I always knew that Nadya Suleman had undergone fertility treatments of some sort, but I never bothered to learn more. The “treatment” consisted of implantation of 12 embryos. The doctor who performed the procedure recently had his license revoked. A medical board in California found that he failed to terminate “excess fetuses*.”
The license revocation goes into effect on July 1st. I find that interesting. If he was “negligent” why not revoke it effective immediately? I guess that gives him the courtesy of performing a few more treatments for some very lucky mommies to be during his going out of business promotion. Act fast! This is a limited time offer.
Meanwhile, Octomom faces the foreclosure of her California home. Nadya has come up with a brilliant plan to raise the funds needed: Bikini car wash! She’ll charge $20 to $30 per wash, but SUVs may cost extra. The event will take place June 18th.
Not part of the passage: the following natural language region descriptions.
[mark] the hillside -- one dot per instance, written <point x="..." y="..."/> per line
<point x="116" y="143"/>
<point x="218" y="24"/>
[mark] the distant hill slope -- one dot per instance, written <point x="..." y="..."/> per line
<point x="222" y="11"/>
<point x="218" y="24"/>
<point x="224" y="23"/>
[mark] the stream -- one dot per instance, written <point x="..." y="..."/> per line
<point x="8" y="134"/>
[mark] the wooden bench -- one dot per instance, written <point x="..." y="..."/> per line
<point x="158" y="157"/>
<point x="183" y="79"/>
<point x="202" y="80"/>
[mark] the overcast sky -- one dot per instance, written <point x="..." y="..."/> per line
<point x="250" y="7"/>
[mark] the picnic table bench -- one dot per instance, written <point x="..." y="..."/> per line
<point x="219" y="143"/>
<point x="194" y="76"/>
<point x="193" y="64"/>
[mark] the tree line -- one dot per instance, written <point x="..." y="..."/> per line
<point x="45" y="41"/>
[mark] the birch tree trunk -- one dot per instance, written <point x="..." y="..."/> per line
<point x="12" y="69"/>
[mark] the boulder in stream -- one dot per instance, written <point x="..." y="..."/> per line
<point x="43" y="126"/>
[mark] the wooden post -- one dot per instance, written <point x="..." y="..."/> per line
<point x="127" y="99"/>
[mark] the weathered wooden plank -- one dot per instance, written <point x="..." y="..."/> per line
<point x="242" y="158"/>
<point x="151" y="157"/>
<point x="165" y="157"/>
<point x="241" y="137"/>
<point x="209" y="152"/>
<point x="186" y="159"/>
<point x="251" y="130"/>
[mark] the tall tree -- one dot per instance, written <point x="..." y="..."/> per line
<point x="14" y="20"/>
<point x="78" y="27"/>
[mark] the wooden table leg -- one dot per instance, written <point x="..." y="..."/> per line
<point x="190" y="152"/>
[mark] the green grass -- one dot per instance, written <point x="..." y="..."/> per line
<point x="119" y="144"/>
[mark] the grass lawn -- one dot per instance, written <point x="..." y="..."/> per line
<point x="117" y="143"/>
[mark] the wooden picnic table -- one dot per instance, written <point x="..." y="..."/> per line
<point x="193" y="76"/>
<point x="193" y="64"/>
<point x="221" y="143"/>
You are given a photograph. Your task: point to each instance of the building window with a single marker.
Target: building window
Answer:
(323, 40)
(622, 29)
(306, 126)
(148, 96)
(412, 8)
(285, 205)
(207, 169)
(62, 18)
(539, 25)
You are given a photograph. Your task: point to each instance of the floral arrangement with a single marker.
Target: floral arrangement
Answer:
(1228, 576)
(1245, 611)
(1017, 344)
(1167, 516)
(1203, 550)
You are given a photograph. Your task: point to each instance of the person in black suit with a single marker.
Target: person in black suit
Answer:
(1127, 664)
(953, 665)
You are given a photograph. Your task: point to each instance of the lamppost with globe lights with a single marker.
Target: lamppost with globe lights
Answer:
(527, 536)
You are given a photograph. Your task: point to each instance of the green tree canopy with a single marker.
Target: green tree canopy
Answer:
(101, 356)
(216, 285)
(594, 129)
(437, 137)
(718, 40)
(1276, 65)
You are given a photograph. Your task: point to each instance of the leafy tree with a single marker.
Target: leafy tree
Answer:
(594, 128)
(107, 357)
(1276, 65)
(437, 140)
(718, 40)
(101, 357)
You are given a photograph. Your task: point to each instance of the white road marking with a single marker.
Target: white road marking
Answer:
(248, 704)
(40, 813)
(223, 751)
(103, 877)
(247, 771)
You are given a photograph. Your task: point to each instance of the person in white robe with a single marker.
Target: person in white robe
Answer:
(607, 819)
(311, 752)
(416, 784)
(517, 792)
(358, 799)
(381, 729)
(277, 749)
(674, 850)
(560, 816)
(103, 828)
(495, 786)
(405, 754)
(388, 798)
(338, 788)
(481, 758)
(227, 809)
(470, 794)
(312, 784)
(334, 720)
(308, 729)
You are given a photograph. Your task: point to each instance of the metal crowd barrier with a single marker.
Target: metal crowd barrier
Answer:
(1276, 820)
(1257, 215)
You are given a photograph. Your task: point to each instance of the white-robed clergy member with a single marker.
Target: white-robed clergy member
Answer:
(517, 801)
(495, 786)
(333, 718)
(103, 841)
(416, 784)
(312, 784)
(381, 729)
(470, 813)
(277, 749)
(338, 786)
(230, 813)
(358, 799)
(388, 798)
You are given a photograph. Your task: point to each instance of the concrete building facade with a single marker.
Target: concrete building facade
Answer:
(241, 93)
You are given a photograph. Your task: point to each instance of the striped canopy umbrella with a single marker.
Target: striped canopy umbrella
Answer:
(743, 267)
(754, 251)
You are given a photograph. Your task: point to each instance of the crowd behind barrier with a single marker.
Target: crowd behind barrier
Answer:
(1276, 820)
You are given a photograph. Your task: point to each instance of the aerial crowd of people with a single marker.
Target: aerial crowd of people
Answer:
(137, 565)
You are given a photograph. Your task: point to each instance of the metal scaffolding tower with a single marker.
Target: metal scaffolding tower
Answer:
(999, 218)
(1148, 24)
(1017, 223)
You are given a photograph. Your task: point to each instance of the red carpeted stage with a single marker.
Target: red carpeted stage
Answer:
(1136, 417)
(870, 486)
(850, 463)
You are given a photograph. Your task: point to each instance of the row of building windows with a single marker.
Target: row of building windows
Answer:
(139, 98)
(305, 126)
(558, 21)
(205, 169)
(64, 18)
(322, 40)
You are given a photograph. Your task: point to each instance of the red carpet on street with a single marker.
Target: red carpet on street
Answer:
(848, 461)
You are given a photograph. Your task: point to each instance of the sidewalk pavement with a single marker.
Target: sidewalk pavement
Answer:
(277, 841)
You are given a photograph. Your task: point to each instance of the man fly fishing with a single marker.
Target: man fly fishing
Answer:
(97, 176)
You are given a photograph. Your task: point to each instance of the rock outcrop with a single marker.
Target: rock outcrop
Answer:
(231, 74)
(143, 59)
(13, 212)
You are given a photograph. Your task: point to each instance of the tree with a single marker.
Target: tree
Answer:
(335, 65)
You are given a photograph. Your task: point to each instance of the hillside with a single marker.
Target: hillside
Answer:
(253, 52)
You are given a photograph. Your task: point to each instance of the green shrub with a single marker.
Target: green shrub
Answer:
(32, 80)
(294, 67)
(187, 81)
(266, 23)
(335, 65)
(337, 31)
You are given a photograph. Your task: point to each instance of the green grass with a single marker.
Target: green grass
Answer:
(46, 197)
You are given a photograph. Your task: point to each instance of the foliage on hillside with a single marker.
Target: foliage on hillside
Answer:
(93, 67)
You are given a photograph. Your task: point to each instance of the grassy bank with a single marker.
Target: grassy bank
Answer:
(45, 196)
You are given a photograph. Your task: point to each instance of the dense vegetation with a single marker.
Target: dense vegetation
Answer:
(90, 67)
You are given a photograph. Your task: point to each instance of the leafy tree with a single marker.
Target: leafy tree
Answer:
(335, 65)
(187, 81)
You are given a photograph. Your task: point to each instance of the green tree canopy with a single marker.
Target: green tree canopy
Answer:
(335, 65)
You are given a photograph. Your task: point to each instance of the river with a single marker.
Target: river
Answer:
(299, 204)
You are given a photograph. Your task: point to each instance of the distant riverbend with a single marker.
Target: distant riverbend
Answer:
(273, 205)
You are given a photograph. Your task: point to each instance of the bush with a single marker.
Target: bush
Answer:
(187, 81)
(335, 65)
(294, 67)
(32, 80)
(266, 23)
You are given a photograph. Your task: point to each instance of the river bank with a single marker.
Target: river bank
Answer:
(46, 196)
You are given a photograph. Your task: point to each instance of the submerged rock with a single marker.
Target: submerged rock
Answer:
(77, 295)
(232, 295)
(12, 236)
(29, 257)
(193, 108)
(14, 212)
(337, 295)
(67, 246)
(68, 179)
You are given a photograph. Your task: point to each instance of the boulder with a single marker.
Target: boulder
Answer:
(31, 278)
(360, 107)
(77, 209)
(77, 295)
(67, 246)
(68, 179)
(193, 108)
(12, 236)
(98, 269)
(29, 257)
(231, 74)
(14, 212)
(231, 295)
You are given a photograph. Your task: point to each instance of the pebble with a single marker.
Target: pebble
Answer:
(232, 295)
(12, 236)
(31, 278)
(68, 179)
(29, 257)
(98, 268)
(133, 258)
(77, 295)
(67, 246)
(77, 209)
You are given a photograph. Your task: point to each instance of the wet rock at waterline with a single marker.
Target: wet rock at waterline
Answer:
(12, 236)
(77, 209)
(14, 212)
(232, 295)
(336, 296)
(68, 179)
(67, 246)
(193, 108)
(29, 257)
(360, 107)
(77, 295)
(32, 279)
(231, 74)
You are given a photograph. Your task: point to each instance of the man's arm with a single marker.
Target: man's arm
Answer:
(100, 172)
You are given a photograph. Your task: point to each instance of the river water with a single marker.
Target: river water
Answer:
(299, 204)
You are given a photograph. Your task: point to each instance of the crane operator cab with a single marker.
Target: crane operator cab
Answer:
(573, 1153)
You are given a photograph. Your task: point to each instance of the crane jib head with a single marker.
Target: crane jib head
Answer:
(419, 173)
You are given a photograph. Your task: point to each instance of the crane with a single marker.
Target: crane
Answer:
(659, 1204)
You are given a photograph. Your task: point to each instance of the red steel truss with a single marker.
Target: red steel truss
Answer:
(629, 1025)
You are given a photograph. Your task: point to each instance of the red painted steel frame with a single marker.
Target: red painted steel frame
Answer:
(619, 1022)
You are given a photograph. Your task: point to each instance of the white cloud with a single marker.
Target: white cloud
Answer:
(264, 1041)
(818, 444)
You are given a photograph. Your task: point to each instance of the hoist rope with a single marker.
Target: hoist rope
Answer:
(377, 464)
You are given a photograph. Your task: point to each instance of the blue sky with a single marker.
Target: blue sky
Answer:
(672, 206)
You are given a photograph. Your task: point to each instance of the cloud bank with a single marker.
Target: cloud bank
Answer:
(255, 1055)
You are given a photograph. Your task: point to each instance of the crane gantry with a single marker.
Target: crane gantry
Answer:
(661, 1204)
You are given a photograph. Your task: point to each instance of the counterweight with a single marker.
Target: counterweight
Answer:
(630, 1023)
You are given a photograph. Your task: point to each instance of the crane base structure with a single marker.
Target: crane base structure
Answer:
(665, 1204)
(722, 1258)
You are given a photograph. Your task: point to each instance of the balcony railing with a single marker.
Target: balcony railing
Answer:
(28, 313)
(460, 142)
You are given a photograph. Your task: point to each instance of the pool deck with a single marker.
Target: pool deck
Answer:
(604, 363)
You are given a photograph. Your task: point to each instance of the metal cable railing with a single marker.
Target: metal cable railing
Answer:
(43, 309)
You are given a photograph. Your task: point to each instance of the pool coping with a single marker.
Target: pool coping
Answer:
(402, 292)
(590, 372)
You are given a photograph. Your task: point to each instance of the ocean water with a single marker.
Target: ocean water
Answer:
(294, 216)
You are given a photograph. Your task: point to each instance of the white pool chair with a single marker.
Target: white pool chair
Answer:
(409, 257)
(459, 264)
Sure, you’re saying, “Sign me up.” But wait, there’s more.
Other celebs will lend a hand to the sudsy fund raiser including reality has-been Tila Tequila and Capri Anderson, the porn-star friend of Charlie Sheen.
Nadya, facing eviction from her home, hopes to raise enough money to make a missed balloon payment of $450,000.
Personally I feel the bikini wash is far superior to the normal attire car wash. That’s the special kind of clean that your gasoline-power combustion engine vehicle really deserves.
* Shameless self-promotion: The Excess Fetuses is the name of my new rock band.